How Toronto's planning history is influencing its walkable future
CBC
Tucked inside Toronto’s leafy, quiet and private residential neighbourhoods are facades that tell the story of another time in the city’s urban planning history.
Until the early years of the 1900s, the city’s ability to make certain decisions was curtailed by the province, like choosing where businesses went and what kinds of commercial uses could happen on which plots of land. As a result, those living in the muddy, burgeoning city of 19th century Toronto experienced a mix of business and residential buildings that present-day Torontonians haven’t seen for decades.
Paul Hess, a professor in the geography and planning department at the University of Toronto, said in a pre-automobile world, it was a trend seen in cities across North America.
“There were little factories in the neighbourhood, there were bakeries, people had horses and they had their carts and they delivered milk,” said Hess. “There was all that kind of stuff that not only supported everyday life, but people were making their living in the neighbourhoods.”
Shops and other businesses in neighbourhoods were an important part of the city’s early history, according to a planning report before city council earlier this year, but mid-20th century policies stopped new ones from opening. Leaving only those businesses that were grandfathered in, or had applied to the city for a zoning variance, allowed to remain open inside residential neighbourhoods.
But in the city’s core that is now changing. City council voted in November to allow some detached properties on select residential streets, like a house or multiplex, to become a retail store in certain wards.
The wards now seeing a partial reversal to the long-standing limitations include: Davenport, Parkdale-High Park, Spadina-Fort York, Toronto-Danforth, Toronto-Centre, Toronto-St. Paul’s, University-Rosedale and Beaches-East York.
Limitations put in place after the province allowed municipalities to make those decisions more than a hundred years ago.
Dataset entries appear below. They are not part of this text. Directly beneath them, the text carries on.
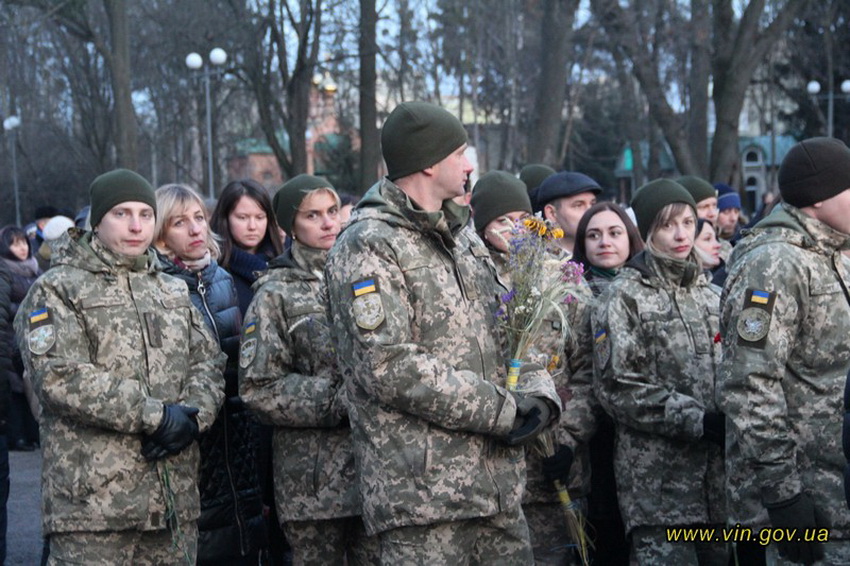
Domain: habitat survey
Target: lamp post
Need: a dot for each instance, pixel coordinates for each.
(218, 56)
(11, 124)
(814, 88)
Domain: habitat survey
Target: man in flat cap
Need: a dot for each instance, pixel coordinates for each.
(563, 199)
(785, 319)
(412, 294)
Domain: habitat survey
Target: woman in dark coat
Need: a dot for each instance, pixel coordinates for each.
(231, 529)
(16, 254)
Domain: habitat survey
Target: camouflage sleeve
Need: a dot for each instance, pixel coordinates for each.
(66, 379)
(757, 338)
(625, 374)
(578, 421)
(389, 362)
(203, 386)
(268, 380)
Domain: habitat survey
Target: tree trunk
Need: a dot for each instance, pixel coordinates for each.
(369, 142)
(125, 115)
(556, 24)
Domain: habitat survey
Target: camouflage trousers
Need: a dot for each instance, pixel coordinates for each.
(498, 540)
(124, 548)
(650, 547)
(332, 542)
(836, 553)
(550, 540)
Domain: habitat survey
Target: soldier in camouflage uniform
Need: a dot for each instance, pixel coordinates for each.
(289, 375)
(785, 323)
(413, 295)
(499, 200)
(127, 375)
(655, 354)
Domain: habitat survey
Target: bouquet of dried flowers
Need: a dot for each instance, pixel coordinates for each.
(540, 285)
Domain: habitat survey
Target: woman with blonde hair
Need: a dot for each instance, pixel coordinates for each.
(231, 526)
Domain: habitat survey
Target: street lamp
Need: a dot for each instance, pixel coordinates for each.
(11, 124)
(218, 56)
(813, 88)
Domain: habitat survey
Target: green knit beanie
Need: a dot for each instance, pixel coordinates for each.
(700, 189)
(115, 187)
(533, 174)
(654, 196)
(497, 193)
(418, 135)
(288, 198)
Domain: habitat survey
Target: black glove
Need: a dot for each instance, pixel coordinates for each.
(797, 513)
(532, 416)
(178, 429)
(714, 428)
(557, 466)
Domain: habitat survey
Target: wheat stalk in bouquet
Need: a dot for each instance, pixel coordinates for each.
(537, 290)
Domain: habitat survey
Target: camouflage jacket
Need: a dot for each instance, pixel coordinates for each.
(108, 340)
(572, 373)
(413, 298)
(655, 355)
(785, 323)
(289, 375)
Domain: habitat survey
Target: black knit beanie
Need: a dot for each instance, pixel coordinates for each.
(655, 195)
(418, 135)
(497, 193)
(533, 174)
(814, 170)
(115, 187)
(700, 189)
(288, 198)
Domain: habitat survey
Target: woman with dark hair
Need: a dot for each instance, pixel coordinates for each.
(606, 239)
(655, 358)
(244, 218)
(16, 254)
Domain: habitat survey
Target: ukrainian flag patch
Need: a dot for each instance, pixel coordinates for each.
(39, 315)
(364, 287)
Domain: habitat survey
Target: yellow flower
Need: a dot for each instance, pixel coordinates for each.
(535, 225)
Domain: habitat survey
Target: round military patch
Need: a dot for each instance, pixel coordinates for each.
(368, 311)
(753, 324)
(247, 352)
(41, 339)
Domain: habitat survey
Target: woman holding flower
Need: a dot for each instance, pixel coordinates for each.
(500, 203)
(655, 358)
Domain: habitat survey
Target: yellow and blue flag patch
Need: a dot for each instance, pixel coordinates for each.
(364, 287)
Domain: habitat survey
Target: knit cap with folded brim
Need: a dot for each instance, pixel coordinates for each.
(700, 189)
(814, 170)
(651, 198)
(534, 174)
(418, 135)
(495, 194)
(115, 187)
(288, 198)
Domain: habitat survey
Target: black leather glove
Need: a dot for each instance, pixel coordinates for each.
(797, 513)
(532, 416)
(178, 429)
(557, 466)
(714, 428)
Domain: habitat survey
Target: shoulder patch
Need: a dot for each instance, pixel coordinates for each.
(754, 321)
(42, 335)
(602, 348)
(247, 352)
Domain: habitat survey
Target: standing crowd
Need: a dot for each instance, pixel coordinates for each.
(272, 382)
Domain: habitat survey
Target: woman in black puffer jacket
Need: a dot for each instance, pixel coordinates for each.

“Rules started going in to make neighbourhoods places where you’re not going to be bothered by the factory next door,” he said. “That eventually becomes that people really don’t want anything around them that’s going to disturb the residential environment.”
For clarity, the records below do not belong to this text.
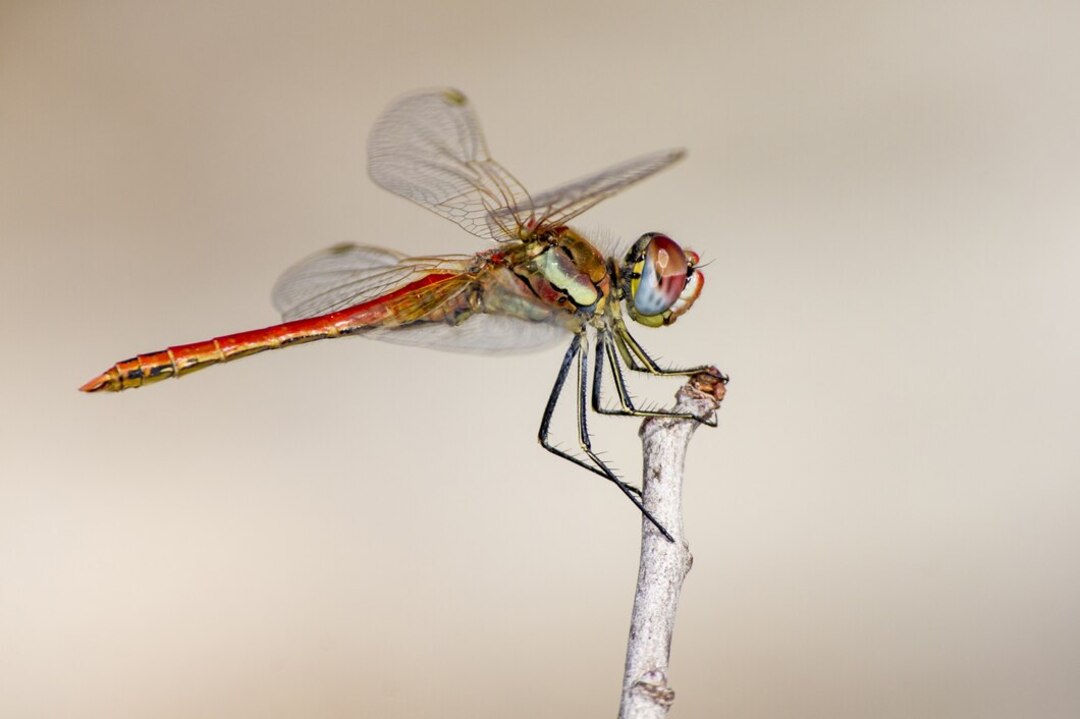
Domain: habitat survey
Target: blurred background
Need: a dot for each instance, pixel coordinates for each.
(886, 523)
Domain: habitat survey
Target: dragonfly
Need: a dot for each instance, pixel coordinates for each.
(539, 282)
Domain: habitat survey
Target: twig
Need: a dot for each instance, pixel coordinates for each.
(664, 565)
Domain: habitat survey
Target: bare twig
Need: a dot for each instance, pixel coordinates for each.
(664, 565)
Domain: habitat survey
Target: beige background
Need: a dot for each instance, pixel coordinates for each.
(886, 523)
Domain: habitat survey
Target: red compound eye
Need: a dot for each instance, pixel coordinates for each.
(663, 274)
While local councillors celebrated the move, Hess is tepid about the potential success of the decision to loosen the rules, because brick and mortar retail stores have already been struggling in recent years.
But for Contra Café near Shaw and Dupont streets, being embedded in the neighbourhood has been a boon for business. The café was founded by building owner and architect Aaron Letki, who purchased what used to be a traditional corner store and redesigned the building into a café.
While properties operating as a business were grandfathered into the stricter zoning rules, Letki still had to get approval from the city because it was changing from a store to a cafe — red tape the city’s working to eliminate with these changes.
“I’ve lived in this neighbourhood since I was seven,” Letki said. “There used to be grocery stores on every corner and I’ve seen them one by one close.”
He said the business, which is now owned by his former baker, has become more successful than he imagined when he came up with the concept.